Analyse
Perspectives

Art brut : une longue reconnaissance

Longtemps boudé, voire méprisé par les institutions, l’art brut entre enfin par la grande porte dans les musées français, comme l’atteste avec éclat la donation de Bruno Decharme au Centre Pompidou, à Paris.

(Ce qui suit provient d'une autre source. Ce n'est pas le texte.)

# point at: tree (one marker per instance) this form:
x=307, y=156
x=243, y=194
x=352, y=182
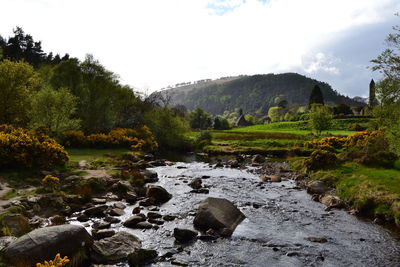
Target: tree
x=200, y=119
x=316, y=96
x=388, y=89
x=54, y=109
x=321, y=119
x=18, y=82
x=275, y=114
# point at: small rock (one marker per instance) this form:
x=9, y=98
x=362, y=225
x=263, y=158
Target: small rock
x=131, y=222
x=184, y=235
x=141, y=257
x=116, y=212
x=196, y=183
x=317, y=239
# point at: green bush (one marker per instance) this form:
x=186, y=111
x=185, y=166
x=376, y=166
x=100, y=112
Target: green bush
x=23, y=148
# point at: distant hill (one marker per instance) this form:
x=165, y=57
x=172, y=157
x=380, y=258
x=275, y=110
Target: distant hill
x=253, y=93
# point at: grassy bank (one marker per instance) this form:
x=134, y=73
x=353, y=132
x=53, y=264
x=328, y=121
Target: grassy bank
x=374, y=192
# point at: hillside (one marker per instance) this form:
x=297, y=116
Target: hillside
x=255, y=93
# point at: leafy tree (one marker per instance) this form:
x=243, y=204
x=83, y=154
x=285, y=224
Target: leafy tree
x=316, y=96
x=321, y=119
x=200, y=119
x=275, y=114
x=342, y=109
x=18, y=81
x=388, y=89
x=54, y=110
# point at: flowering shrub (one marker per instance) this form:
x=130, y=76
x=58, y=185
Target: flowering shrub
x=328, y=143
x=321, y=159
x=57, y=262
x=369, y=147
x=140, y=138
x=23, y=148
x=51, y=182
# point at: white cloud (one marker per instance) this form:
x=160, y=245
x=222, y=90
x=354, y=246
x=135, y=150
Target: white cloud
x=155, y=43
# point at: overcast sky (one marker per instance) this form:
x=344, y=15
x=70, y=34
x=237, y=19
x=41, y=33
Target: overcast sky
x=155, y=43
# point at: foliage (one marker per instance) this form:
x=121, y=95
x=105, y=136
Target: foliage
x=255, y=93
x=369, y=147
x=23, y=148
x=321, y=159
x=200, y=119
x=140, y=138
x=316, y=96
x=203, y=139
x=57, y=262
x=54, y=110
x=18, y=81
x=169, y=131
x=321, y=119
x=275, y=113
x=51, y=183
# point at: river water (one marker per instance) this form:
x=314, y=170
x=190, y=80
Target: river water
x=280, y=219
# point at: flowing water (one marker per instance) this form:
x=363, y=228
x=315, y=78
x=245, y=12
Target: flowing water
x=280, y=219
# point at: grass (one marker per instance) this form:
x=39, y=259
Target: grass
x=375, y=192
x=274, y=136
x=90, y=154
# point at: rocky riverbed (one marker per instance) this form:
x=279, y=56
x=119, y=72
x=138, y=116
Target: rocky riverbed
x=283, y=225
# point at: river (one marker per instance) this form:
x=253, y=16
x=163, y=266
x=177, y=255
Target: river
x=280, y=220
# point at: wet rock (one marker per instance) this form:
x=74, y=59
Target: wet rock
x=46, y=242
x=5, y=241
x=16, y=223
x=58, y=220
x=233, y=163
x=258, y=159
x=133, y=221
x=111, y=219
x=153, y=215
x=184, y=235
x=141, y=257
x=217, y=214
x=97, y=201
x=115, y=248
x=158, y=194
x=331, y=201
x=317, y=239
x=101, y=225
x=116, y=212
x=200, y=191
x=169, y=218
x=196, y=183
x=83, y=218
x=150, y=176
x=144, y=225
x=98, y=211
x=130, y=197
x=317, y=187
x=103, y=233
x=136, y=210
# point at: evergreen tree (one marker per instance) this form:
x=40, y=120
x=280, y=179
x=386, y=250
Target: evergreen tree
x=316, y=96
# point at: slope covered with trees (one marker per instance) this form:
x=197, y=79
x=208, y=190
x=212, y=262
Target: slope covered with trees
x=257, y=93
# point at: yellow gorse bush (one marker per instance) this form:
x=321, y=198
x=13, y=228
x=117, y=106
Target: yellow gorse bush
x=23, y=148
x=57, y=262
x=140, y=138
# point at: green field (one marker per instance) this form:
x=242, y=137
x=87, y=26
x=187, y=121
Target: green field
x=273, y=136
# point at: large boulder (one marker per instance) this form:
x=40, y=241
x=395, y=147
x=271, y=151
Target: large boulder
x=44, y=243
x=115, y=248
x=158, y=194
x=218, y=214
x=317, y=187
x=17, y=224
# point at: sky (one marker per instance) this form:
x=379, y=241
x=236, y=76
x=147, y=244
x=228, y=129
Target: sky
x=152, y=44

Le 23 juin 2021, le collectionneur français Bruno Decharme était aux anges, les yeux brillants comme ceux d’un enfant qui aurait franchi le seuil d’une confiserie. Ces artistes des marges qu’il couve depuis des décennies (Aloïse Corbaz, Adolf Wölfli, Augustin Lesage, Henry Darger, Jeanne Tripier, Judith Scott…), et que Jean Dubuffet regroupa dès 1945 dans cette nébuleuse aux contours fluctuants baptisée « art brut », sont à présent exposés sur les cimaises du Centre Pompidou, non loin de Joan Miró, Paul Klee ou Vassily Kandinsky. Une véritable révolution si l’on se rappelle la faible considération dont jouissaient il y a encore peu ces peintres et sculpteurs de l’ombre dont les œuvres singulières, exemptes de toute culture académique, tordaient le cou à l’ensemble des canons et mécanismes de création édictés par l’histoire de l’art traditionnelle.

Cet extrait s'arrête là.